Kuala Lumpur, 31 Maret 2026 – Menteri Transportasi Malaysia, Anthony Loke, menegaskan bahwa kapal-kapal tanker Malaysia yang melintasi Selat Hormuz tidak akan dikenai pungutan tarif tol oleh Iran. Pernyataan ini merespons isu tarif tol yang kemungkinan segera diberlakukan Teheran terhadap kapal asing.
“Tidak, ini sama sekali tidak… Duta Besar Iran untuk Malaysia telah menyebutkan hal ini, tidak ada tol yang dikenakan pada kapal-kapal Malaysia,” ujar Loke kepada wartawan, seperti dikutip AFP pada Selasa (31/3/2026).

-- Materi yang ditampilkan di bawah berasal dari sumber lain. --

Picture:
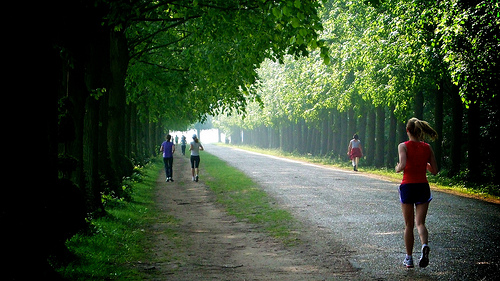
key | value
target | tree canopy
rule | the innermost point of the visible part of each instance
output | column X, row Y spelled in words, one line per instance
column 387, row 62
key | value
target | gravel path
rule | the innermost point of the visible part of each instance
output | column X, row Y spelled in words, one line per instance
column 364, row 214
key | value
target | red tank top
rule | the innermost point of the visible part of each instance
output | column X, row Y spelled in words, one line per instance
column 418, row 154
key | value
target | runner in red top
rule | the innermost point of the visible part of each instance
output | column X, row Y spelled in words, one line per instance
column 415, row 159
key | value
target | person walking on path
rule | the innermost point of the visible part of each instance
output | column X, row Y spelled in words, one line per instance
column 354, row 151
column 195, row 147
column 168, row 149
column 183, row 145
column 415, row 159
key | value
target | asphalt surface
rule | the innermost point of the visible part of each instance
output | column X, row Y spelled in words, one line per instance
column 364, row 214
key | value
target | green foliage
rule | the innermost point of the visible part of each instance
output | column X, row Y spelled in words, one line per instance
column 395, row 55
column 199, row 57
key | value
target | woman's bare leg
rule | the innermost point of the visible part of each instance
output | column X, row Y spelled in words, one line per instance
column 420, row 216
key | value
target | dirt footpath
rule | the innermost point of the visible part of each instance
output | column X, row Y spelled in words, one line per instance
column 195, row 239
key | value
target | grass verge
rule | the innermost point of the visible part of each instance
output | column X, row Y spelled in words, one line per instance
column 244, row 199
column 107, row 249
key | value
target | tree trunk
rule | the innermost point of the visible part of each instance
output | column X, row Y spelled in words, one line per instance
column 370, row 138
column 117, row 103
column 438, row 119
column 456, row 143
column 474, row 138
column 391, row 144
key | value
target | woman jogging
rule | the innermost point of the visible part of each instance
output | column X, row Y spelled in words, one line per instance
column 195, row 147
column 168, row 149
column 354, row 151
column 415, row 158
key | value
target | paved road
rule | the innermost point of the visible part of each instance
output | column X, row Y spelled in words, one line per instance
column 364, row 214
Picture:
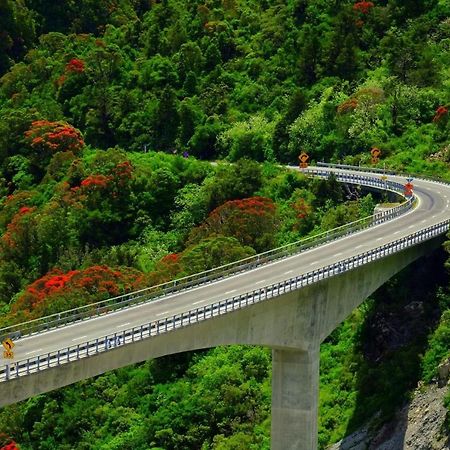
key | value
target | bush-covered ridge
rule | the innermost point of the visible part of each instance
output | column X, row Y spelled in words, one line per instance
column 92, row 89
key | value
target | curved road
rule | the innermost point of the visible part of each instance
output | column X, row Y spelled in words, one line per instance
column 433, row 207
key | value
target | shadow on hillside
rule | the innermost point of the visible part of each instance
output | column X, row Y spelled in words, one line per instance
column 392, row 340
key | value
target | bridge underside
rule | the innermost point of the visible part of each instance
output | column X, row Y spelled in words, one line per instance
column 293, row 325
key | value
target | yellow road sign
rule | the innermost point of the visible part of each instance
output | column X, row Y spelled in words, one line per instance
column 8, row 354
column 8, row 344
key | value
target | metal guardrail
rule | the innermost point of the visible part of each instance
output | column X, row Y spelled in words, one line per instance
column 155, row 328
column 384, row 171
column 158, row 291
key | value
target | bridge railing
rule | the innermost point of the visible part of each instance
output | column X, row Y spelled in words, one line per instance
column 111, row 341
column 158, row 291
column 384, row 171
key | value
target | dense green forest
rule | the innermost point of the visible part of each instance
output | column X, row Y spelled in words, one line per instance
column 111, row 112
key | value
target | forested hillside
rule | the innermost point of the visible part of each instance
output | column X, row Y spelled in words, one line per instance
column 111, row 112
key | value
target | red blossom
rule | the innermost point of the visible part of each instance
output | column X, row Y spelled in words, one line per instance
column 247, row 220
column 75, row 65
column 54, row 136
column 87, row 284
column 100, row 181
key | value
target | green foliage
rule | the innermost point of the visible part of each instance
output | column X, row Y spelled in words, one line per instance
column 229, row 79
column 438, row 348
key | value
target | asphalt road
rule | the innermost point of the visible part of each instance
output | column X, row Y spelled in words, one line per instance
column 433, row 207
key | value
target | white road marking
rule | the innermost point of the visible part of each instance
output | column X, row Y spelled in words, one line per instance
column 34, row 351
column 196, row 303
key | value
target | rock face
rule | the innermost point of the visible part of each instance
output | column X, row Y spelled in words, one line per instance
column 417, row 426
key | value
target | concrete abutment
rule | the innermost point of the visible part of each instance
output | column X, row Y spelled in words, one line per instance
column 293, row 325
column 295, row 398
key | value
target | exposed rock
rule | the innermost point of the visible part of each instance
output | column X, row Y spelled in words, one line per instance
column 417, row 426
column 444, row 372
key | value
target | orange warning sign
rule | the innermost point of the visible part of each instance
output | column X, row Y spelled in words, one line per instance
column 408, row 189
column 303, row 160
column 8, row 354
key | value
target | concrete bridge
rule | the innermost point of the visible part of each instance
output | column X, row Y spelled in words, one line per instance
column 290, row 304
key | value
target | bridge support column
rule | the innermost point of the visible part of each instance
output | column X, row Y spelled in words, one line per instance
column 295, row 397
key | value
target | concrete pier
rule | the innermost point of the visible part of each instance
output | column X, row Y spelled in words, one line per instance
column 295, row 399
column 292, row 324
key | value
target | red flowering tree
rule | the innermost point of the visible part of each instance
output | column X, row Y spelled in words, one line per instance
column 47, row 138
column 58, row 291
column 52, row 137
column 19, row 242
column 75, row 65
column 252, row 221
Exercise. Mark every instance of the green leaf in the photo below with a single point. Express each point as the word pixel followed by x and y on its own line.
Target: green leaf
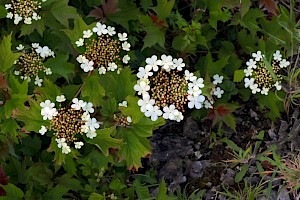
pixel 7 57
pixel 133 148
pixel 164 8
pixel 96 196
pixel 37 25
pixel 154 35
pixel 92 90
pixel 3 12
pixel 12 192
pixel 128 12
pixel 120 85
pixel 61 66
pixel 48 91
pixel 77 32
pixel 63 12
pixel 32 117
pixel 241 173
pixel 238 75
pixel 104 141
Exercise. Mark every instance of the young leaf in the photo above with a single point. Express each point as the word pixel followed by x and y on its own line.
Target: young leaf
pixel 92 90
pixel 133 148
pixel 164 8
pixel 7 57
pixel 104 141
pixel 63 12
pixel 60 65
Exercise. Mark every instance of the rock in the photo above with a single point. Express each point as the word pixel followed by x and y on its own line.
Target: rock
pixel 190 128
pixel 227 177
pixel 198 167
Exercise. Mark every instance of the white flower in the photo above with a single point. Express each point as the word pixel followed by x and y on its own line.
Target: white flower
pixel 78 104
pixel 218 92
pixel 92 124
pixel 9 15
pixel 48 113
pixel 123 104
pixel 264 91
pixel 153 112
pixel 47 103
pixel 35 16
pixel 28 20
pixel 66 149
pixel 189 76
pixel 88 107
pixel 254 88
pixel 277 55
pixel 248 72
pixel 20 47
pixel 142 87
pixel 169 112
pixel 100 29
pixel 112 66
pixel 60 142
pixel 102 70
pixel 48 71
pixel 78 145
pixel 251 64
pixel 111 30
pixel 145 101
pixel 144 73
pixel 85 116
pixel 87 65
pixel 129 119
pixel 208 104
pixel 43 130
pixel 38 81
pixel 91 134
pixel 35 45
pixel 284 63
pixel 43 51
pixel 217 79
pixel 87 34
pixel 258 56
pixel 80 42
pixel 7 6
pixel 178 64
pixel 61 98
pixel 248 82
pixel 17 19
pixel 81 58
pixel 178 116
pixel 17 73
pixel 122 36
pixel 196 101
pixel 278 85
pixel 153 63
pixel 126 46
pixel 84 128
pixel 166 62
pixel 125 59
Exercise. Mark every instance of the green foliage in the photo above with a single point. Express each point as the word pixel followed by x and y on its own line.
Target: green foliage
pixel 7 57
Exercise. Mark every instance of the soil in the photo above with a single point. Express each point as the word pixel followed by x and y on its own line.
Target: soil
pixel 183 153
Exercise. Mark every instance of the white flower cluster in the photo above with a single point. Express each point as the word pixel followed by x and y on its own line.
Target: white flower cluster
pixel 23 10
pixel 88 124
pixel 257 76
pixel 100 30
pixel 32 64
pixel 143 88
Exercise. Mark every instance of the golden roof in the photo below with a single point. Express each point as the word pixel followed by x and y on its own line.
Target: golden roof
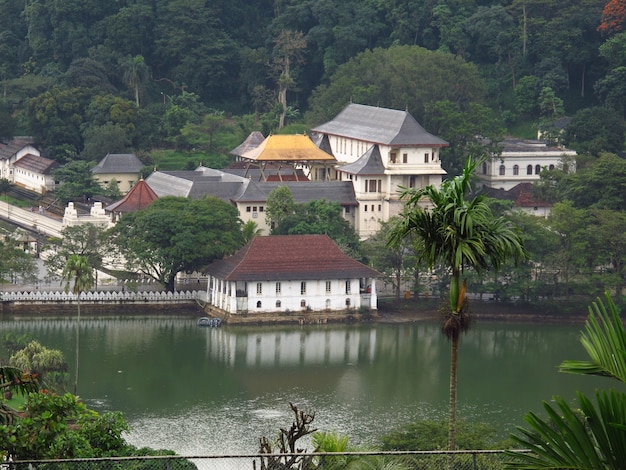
pixel 292 147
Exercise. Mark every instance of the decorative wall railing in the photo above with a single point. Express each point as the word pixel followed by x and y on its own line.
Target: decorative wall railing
pixel 105 297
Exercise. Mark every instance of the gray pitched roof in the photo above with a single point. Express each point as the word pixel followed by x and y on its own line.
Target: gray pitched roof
pixel 36 164
pixel 381 126
pixel 302 191
pixel 370 163
pixel 252 141
pixel 9 149
pixel 197 183
pixel 118 163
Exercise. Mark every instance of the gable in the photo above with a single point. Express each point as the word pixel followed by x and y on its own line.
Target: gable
pixel 289 257
pixel 380 126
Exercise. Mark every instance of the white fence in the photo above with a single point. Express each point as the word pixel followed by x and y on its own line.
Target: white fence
pixel 33 220
pixel 104 297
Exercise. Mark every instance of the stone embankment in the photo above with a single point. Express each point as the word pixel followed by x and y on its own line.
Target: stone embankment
pixel 101 303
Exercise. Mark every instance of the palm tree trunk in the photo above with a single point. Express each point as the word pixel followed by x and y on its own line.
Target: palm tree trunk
pixel 454 353
pixel 77 345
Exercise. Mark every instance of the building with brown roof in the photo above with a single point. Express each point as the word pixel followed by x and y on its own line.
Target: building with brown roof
pixel 139 197
pixel 12 151
pixel 291 273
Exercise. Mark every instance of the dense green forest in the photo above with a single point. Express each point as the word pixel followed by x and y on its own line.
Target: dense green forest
pixel 89 77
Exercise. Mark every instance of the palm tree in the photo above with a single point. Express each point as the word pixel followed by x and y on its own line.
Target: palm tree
pixel 587 435
pixel 79 271
pixel 136 73
pixel 459 233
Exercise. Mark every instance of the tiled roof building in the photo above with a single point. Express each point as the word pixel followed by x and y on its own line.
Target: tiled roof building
pixel 291 273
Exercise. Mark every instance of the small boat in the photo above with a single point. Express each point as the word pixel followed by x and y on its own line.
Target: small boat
pixel 212 322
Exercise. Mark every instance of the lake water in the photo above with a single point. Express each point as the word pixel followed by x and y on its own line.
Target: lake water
pixel 210 391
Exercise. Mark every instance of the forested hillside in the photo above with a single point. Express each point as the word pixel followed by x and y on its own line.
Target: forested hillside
pixel 91 76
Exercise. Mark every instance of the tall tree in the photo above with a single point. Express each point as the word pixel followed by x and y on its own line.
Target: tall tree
pixel 289 49
pixel 585 435
pixel 460 233
pixel 175 234
pixel 88 240
pixel 279 205
pixel 136 73
pixel 78 276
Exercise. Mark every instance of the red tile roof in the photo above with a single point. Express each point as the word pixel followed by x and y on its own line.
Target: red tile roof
pixel 290 257
pixel 139 197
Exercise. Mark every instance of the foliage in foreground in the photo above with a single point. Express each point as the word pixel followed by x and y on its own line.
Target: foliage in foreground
pixel 591 435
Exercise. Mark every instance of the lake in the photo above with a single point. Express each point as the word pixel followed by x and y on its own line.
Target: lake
pixel 215 391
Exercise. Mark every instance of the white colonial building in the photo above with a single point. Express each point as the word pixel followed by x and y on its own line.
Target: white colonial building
pixel 521 161
pixel 290 273
pixel 380 150
pixel 22 164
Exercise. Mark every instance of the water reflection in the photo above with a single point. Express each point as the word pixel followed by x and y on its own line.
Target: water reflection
pixel 217 390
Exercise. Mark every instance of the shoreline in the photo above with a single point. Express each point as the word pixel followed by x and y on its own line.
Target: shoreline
pixel 389 311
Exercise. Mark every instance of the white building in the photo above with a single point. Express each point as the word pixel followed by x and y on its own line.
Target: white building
pixel 380 150
pixel 290 273
pixel 12 151
pixel 522 161
pixel 123 168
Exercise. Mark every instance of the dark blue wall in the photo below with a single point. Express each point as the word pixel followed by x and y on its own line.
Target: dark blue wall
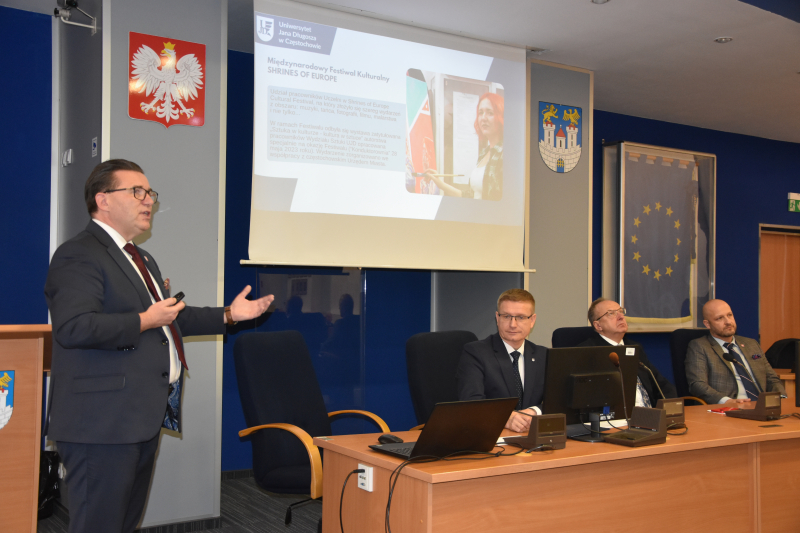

Sebelumnya, Kuala Lumpur mengumumkan bahwa kapal-kapal mereka telah memperoleh izin resmi dari Teheran untuk melintas dengan aman di selat strategis tersebut, yang menjadi jalur utama pengiriman minyak dunia.
Loke menekankan hubungan bilateral yang kuat sebagai kunci pengecualian ini. “Kita adalah pihak yang bersahabat. Kita memiliki hubungan diplomatik yang baik dengan pemerintah Iran,” tambahnya.
Pernyataan ini datang di tengah ketegangan regional, di mana Iran berencana memberlakukan tarif tol untuk mengamankan pendapatan dari lalu lintas kapal di Selat Hormuz. Langkah Malaysia ini menunjukkan manfaat diplomasi dalam menjaga kepentingan maritim nasional.